Splitting Vinyl
The Flenser is always out there giving it away for free in the hopes that people will feel compelled to buy the vinyl. It seems to be working out well for them. Among those releases is a Colin Marston-mastered split from Kentucky’s Panopticon and D.C.’s Vestiges.Panopticon released the phenomenal Kentucky last year, earning the number three spot on my end-of-year list with a brilliant combination of black metal, Appalachian folk, and miner protest songs. Vestiges, on the other hand, doesn’t even have a Metal Archives page, so I went into that one blind.
The split begins with 18 minutes from Vestiges. “VII” is basically a five minute intro with atmospheric bass and cymbals, and a simple guitar melody. “VIII” is an epic of the same kind of black metal that was on Kentucky when the banjo was silent, melancholy and furious all at once, tremolo-picked riffs and blastbeats trading off with quiet shimmering guitars.
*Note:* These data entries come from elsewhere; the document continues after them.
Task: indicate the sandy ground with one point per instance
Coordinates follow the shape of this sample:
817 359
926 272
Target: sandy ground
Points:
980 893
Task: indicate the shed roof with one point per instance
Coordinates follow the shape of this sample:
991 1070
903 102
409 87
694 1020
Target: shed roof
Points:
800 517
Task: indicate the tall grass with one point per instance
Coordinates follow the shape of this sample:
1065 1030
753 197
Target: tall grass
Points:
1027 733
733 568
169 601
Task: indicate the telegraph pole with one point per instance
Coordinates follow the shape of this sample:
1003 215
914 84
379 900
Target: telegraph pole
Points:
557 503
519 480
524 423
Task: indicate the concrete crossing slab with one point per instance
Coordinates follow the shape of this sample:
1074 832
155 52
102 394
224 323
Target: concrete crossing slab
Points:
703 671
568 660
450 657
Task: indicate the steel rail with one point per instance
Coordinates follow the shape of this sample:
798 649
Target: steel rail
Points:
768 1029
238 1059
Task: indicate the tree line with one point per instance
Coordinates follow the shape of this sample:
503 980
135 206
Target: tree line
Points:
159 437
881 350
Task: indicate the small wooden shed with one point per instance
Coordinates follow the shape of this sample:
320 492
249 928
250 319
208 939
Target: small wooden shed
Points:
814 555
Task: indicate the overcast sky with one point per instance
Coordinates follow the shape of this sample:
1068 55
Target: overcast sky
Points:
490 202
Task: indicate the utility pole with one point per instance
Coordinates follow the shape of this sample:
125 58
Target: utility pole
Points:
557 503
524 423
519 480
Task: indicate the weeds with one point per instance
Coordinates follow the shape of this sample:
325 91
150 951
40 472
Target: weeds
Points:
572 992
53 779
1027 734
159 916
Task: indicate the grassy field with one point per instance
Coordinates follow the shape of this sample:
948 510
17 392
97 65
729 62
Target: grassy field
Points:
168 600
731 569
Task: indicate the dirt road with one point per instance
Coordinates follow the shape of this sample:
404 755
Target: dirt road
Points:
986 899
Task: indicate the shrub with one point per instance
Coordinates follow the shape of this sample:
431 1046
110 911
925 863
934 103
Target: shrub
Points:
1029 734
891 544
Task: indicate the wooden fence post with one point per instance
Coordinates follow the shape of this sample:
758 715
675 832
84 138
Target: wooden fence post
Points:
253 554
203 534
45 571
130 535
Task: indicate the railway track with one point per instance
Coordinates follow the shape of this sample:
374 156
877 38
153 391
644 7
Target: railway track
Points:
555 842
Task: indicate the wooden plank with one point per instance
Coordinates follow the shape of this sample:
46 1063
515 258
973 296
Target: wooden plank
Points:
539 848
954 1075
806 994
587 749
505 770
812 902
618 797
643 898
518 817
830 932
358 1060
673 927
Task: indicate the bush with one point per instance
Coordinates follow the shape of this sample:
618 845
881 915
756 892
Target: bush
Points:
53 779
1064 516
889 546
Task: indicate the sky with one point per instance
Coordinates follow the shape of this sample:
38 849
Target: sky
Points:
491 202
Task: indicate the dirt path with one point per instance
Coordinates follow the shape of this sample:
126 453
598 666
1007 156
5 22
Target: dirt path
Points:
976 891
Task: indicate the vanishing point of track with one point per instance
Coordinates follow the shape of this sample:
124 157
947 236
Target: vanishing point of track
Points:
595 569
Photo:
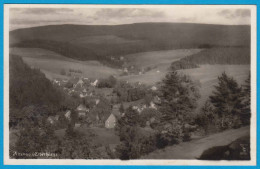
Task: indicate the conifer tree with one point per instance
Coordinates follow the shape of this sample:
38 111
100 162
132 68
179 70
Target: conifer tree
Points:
227 100
178 94
178 97
245 116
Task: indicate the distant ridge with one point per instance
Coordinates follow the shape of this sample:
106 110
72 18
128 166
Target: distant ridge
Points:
100 42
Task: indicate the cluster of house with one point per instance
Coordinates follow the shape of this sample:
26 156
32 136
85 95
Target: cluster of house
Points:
81 87
84 87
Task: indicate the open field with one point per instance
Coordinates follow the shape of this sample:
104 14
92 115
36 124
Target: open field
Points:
158 58
52 63
194 148
206 75
102 39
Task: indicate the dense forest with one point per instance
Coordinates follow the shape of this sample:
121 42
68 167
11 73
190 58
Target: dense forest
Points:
86 42
32 95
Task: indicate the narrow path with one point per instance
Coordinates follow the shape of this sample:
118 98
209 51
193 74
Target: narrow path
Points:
194 148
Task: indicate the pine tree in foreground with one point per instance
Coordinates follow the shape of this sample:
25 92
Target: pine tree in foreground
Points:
227 101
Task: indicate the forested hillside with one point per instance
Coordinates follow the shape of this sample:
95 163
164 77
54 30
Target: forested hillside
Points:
88 42
228 55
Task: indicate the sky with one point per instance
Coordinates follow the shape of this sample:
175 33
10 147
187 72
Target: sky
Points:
112 15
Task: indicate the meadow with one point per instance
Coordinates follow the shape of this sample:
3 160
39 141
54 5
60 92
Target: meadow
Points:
52 63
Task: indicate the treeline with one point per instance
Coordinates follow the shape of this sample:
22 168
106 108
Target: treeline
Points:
227 107
213 55
32 95
127 92
69 50
174 121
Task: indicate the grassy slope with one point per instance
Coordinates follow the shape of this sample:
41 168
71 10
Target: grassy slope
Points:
133 38
194 148
52 63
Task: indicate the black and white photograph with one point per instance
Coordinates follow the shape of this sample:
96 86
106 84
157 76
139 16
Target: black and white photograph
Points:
130 84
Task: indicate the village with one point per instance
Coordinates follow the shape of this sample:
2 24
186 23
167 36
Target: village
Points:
100 104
That leads well into “A Letter,” which is more of the same general M.O. It’s surprisingly quiet at the beginning, but the tension created by the memorable if non-destructive guitars paired against an angry vocal diatribe is compelling. After a quieter interlude, the drums blast in with extreme aggression and a despairing guitar solo takes it to the end. The other two Panopticon tracks present different strategies. The beginning of “Eulogy,” for some reason, reminds me quite a bit like the more subdued of Killing Joke’s mid-to-late-80’s synthpop, but with indistinct rasping vocals. How it accomplishes that without synths, I’m not exactly certain. It strips all of that vibe away by the end in favor of a purer form of aggression. Finally, “Collapse and Die” (a Suicide Nation cover) is the most straight-forward, raw and raucous black metal assault I’ve heard yet from the band, but it does have a very Kentucky interlude before it completely rips out your throat.
All in all, it’s not the next Panopticon masterpiece, but it does present some interesting possibilities for what that might look like, and serves as an introduction to a band Panopticon fans might well appreciate. The Panopticon side is, however, far and away superior.